Черты этой я уловить не мог, но когда глаза мои обращались вопросительно на лицо Андреевны, я, замирая, ясно видел, где жизнь и где смерть.

Она все лежала с закрытыми глазами, повторяя от времени до времени только одно слово:

— Душно! душно!

Раз только ночью она вдруг открыла глаза и проговорила:

— Тимош!

Я не узнал ее взгляда, ни ее голоса.
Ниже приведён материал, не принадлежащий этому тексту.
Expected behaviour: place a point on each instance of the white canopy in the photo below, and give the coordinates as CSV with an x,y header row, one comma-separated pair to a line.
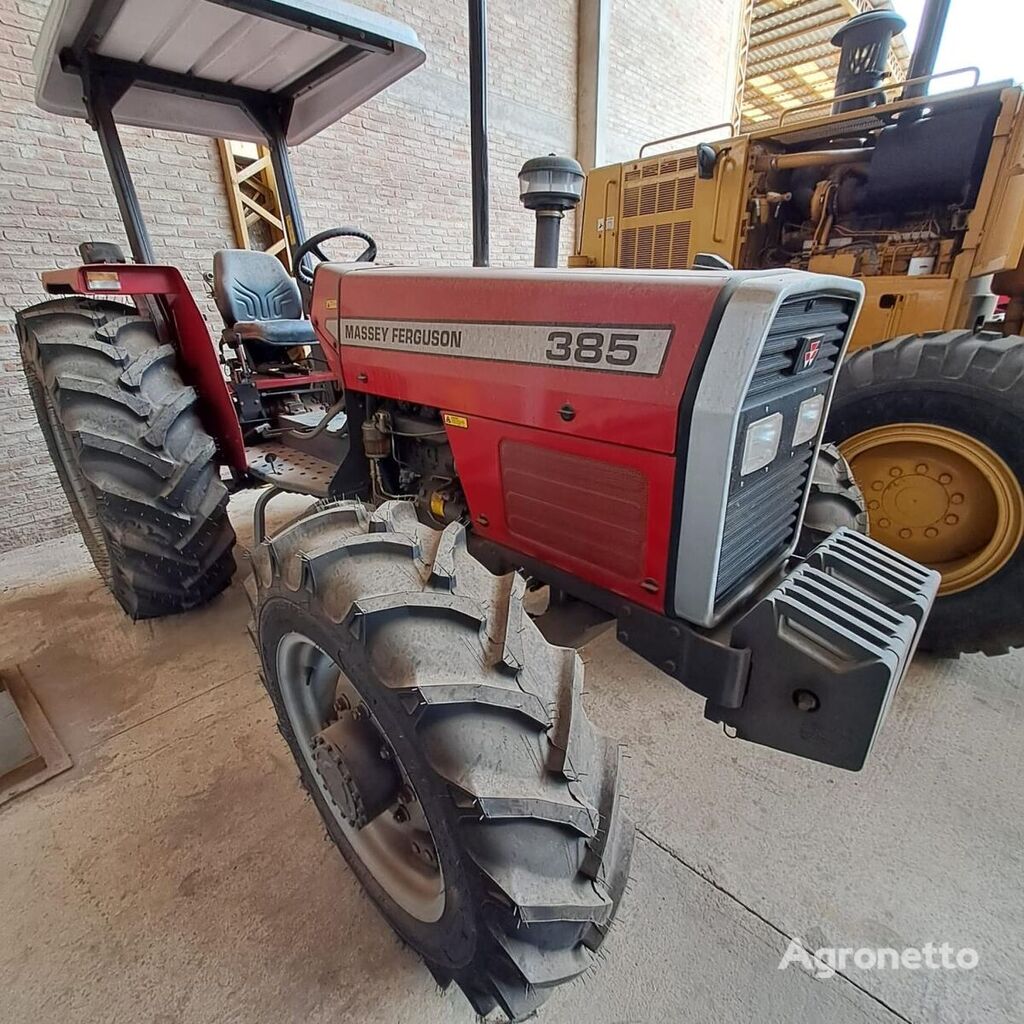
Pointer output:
x,y
196,66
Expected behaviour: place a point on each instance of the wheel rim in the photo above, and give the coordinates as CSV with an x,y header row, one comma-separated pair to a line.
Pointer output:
x,y
396,846
939,497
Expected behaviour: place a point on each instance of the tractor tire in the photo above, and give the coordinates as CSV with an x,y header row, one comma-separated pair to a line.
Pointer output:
x,y
134,462
933,427
503,783
835,501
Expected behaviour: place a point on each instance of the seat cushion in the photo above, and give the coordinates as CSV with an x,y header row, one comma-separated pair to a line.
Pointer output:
x,y
287,333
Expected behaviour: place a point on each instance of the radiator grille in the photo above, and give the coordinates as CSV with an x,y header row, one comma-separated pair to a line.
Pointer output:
x,y
763,509
656,214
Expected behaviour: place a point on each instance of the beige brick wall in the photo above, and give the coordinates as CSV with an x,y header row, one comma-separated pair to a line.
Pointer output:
x,y
397,167
671,69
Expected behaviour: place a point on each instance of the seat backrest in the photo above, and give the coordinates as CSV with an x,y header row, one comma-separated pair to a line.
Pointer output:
x,y
253,286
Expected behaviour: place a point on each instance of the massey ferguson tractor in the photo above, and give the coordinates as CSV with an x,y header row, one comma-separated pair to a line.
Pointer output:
x,y
640,440
921,199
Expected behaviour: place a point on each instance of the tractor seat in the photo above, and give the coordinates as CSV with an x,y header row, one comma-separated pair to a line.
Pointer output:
x,y
260,303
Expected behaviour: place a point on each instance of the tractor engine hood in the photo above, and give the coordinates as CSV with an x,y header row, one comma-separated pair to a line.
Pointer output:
x,y
210,67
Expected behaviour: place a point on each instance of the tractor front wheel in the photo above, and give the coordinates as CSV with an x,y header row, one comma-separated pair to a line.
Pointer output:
x,y
443,742
933,428
134,462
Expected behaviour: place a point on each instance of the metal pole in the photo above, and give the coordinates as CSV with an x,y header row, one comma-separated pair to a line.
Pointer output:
x,y
291,214
101,118
478,130
933,22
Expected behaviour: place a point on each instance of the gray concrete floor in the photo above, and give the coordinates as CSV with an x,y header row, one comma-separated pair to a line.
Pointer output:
x,y
176,876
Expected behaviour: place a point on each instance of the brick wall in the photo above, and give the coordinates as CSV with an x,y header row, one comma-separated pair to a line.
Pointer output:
x,y
671,69
398,167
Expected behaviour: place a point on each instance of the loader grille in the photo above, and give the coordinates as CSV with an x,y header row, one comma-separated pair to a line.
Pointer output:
x,y
763,509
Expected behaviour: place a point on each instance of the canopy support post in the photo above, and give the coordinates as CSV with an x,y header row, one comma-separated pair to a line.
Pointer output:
x,y
100,95
295,231
478,130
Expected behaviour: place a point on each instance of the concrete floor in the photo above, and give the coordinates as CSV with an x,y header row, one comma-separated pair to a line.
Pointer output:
x,y
176,875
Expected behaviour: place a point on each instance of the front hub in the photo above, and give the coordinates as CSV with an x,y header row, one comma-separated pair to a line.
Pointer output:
x,y
356,768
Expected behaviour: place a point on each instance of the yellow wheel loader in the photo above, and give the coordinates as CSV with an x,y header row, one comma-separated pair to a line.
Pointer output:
x,y
922,199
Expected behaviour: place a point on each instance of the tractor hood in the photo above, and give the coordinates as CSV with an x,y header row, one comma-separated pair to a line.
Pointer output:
x,y
204,66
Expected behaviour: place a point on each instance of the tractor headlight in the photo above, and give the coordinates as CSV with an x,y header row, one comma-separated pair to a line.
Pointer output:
x,y
808,419
761,443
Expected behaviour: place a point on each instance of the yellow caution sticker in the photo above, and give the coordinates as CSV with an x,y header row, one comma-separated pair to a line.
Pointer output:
x,y
102,281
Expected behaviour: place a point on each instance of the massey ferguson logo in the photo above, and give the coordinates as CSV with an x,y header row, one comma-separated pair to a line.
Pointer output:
x,y
807,354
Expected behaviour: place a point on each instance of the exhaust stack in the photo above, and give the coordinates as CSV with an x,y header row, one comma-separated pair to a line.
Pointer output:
x,y
549,185
865,41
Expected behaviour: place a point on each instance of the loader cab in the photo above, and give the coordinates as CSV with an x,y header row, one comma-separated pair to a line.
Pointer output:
x,y
138,64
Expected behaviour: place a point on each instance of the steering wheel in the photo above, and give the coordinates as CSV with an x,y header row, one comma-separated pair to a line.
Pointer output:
x,y
304,275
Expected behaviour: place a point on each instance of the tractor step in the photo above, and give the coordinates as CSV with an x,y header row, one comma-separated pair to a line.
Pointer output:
x,y
288,469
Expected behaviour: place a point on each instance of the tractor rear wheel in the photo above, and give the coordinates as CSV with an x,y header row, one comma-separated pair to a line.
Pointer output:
x,y
443,741
933,427
134,462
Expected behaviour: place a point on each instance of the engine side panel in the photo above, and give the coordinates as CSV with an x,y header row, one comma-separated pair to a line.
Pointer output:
x,y
563,456
504,318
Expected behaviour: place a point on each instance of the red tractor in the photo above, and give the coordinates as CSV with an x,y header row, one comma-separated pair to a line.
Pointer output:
x,y
639,440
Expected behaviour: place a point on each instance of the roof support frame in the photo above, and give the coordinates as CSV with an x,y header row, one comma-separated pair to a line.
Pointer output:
x,y
104,81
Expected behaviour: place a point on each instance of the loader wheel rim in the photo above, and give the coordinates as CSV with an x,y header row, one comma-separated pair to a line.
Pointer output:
x,y
940,497
396,846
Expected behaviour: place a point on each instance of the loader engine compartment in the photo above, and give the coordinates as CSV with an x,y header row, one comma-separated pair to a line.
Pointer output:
x,y
877,195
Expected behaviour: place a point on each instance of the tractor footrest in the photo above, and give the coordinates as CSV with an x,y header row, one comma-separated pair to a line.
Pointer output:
x,y
291,470
828,647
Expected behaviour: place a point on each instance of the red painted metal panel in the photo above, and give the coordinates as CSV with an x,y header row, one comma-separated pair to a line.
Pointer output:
x,y
199,363
592,493
271,383
619,408
591,511
641,578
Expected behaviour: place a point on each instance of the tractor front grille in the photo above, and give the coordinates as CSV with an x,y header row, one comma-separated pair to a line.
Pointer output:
x,y
763,509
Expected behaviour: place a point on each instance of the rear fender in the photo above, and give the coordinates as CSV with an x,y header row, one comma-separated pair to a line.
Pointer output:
x,y
198,360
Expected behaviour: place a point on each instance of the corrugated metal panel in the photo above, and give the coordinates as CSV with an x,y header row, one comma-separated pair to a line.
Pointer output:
x,y
762,512
791,59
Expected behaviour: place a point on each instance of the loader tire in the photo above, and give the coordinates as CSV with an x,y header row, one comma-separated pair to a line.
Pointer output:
x,y
933,427
134,462
835,501
372,621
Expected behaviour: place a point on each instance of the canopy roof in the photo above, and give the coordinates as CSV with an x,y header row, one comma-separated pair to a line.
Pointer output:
x,y
209,66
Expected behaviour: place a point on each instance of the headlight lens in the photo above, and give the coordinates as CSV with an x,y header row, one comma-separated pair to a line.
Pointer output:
x,y
808,419
761,443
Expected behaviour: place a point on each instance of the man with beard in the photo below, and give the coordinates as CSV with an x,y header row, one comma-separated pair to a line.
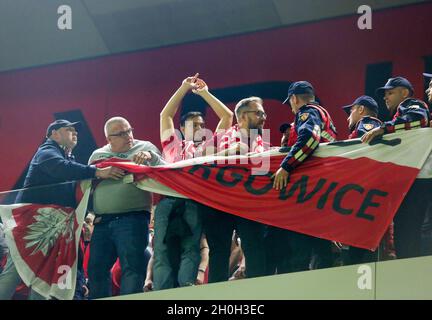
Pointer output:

Прежнего живого в них уже ничего не было.

Тщетно я, трепещущий, наклонясь ближе, ждал прощальной ласки, прощального слова, хотя прощального взгляда, — смерть уже завладела ею и более ничего мне не уделила.

Агония продолжалась еще двое суток, но она уже ни разу не обратилась ко мне, ни разу не произнесла моего имени.

Как живо я вспоминаю эти первые туманные и теплые дни осени, все чужие лица, заглядывавшие к нам, все утешения, расточаемые отцу! Я как бы внимаю еще дребезжащему, пронзительному голосу пономаря, когда он, бегая вокруг гроба, восклицал: "Заколотите вот тут! вот тут-то заколотите!", судорожным рыданиям отца, прерывавшим погребальное служение, мягким возгласам отца Еремея, падению рассыпающейся земли по гробовой крышке, шумному выходу с кладбища…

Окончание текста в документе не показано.